Определяя особенности творческой индивидуальности Марио как певца романтического, критик «Отечественных записок» писал, что он «принадлежит к школе Рубини и Иванова, главный характер которой составляют… нежность, задушевность, кантабиле. Эта нежность имеет у него какой-то оригинальный и крайне привлекательный отпечаток туманности: в тембре голоса Марио много того романтизма, который господствует в звуке вальдгорна, – качество голоса неоценимое и очень счастливое. Разделяя общий характер теноров этой школы, он имеет голос крайне высокий (верхнее si-bemol ему нипочем, а фальцет доходит до fa). Один Рубини имел неосязаемый для слуха переход от грудных звуков к фистуле; из всех теноров, слышанных после него, Марио приблизился более других к этому совершенству: его фальцет полон, мягок, нежен и легко поддается оттенкам piano… Он употребляет очень ловко рубиниевский прием резкого перехода от forte к piano… Фиоритуры и бравурные пассажи у Марио изящны, как у всех певцов, образованных французскою публикой… Все пение проникнуто драматическим колоритом, скажем даже, Марио иногда слишком увлекается им… Пение его проникнуто неподдельной теплотой… Игра Марио прекрасна».
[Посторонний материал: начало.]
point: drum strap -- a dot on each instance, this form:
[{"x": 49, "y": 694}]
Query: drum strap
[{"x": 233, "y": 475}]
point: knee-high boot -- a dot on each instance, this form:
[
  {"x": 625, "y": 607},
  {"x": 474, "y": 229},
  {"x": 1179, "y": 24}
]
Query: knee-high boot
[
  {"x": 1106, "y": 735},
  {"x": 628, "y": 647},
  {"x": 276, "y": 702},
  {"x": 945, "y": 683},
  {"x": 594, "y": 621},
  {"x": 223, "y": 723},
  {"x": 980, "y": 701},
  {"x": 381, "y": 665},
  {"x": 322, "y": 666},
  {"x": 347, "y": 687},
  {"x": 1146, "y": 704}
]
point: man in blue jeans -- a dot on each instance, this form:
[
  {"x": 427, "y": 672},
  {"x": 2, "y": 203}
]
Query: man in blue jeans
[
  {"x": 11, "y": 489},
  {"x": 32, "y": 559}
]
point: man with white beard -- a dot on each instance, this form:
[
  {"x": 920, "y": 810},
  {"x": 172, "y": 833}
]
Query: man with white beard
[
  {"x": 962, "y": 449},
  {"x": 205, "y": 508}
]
Серов, высоко ценивший искусство Марио, отмечал «талант музыкального актера первостепенной силы», «грацию, очаровательность, непринужденность», высокий вкус и стилистическое чутье. Серов писал, что Марио в «Гугенотах» показал «себя великолепнейшим артистом, которому в настоящее время и равных нет»; особенно подчеркивал его драматическую выразительность. «Такая игра на оперной сцене нечто вовсе небывалое».
Большое внимание Марио обращал на постановочную сторону, историческую точность костюма. Так, создавая образ Герцога, Марио приближал героя оперы к персонажу драмы Виктора Гюго. Во внешнем облике, в гриме, костюме артист воспроизводил черты подлинного Франциска I. По свидетельству Серова, это был оживший исторический портрет.
Впрочем, не только Марио ценил историческую точность костюма. Интересный случай произошел при постановке «Пророка» Мейербера в Петербурге в 50-е годы. Совсем недавно по Европе прокатилась волна революционных выступлений. По сюжету оперы гибель самозванца, дерзнувшего возложить на себя корону, должна была показать, что подобная участь ждет всех, кто посягает на законную власть. Сам российский император Николай I с особенным вниманием следил за подготовкой спектакля, обращая внимание даже на детали костюмировки. Корона, надетая на Иоанна, увенчана крестом. А. Рубинштейн рассказывает, что, пройдя за кулисы, царь обратился к исполнителю (Марио) с просьбой снять корону. Затем Николай Павлович отламывает с короны крест и возвращает ее оторопевшему певцу". Крест не мог осенять голову мятежника.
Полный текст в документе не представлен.